We can calculate the binomial coefficients \({5\choose k}\) for 'k' from 0 to 5, along with the corresponding powers of 'a' and 'b': \((x)^{5-k}\) and \((-3y)^{k}\). Together, we get five terms: \({5\choose 0} x^{5-0} (-3y)^{0}, {5\choose 1} x^{5-1} (-3y)^{1}, {5\choose 2} x^{5-2} (-3y)^{2}, {5\choose 3} x^{5-3} (-3y)^{3}, {5\choose 4} x^{5-4} (-3y)^{4}, {5\choose 5} x^{5-5} (-3y)^{5}\)

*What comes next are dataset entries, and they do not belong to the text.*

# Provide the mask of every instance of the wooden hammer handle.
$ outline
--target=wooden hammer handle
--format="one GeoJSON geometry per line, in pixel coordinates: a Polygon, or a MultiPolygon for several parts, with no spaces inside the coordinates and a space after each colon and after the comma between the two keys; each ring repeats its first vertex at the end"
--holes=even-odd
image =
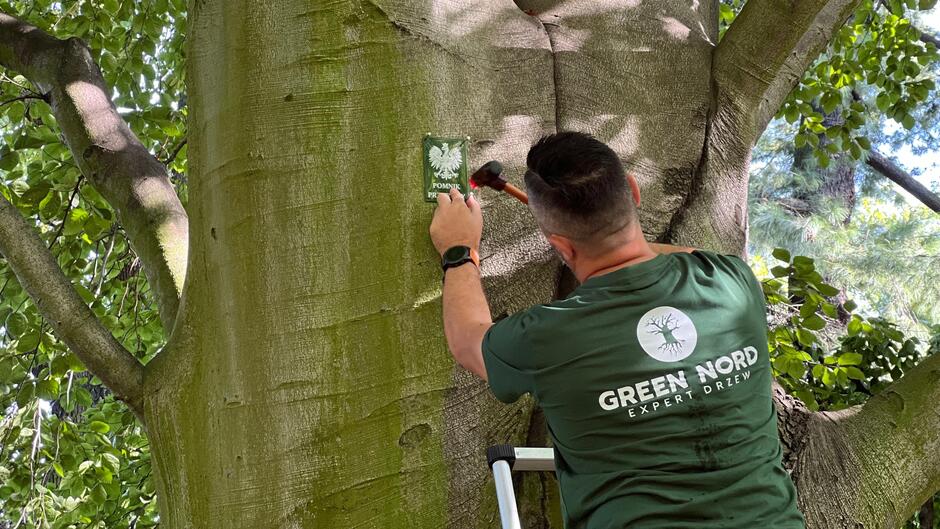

The expression simplifies to: \(x^{5}-15x^{4}y+90x^{3}y^{2}-270x^{2}y^{3}+405xy^{4}-243y^{5}\)

Now, we apply the Binomial Theorem, and the expanded formula for \((x-3 y)^5\) becomes \(x^{5}-15x^{4}y+90x^{3}y^{2}-270x^{2}y^{3}+405xy^{4}-243y^{5}\).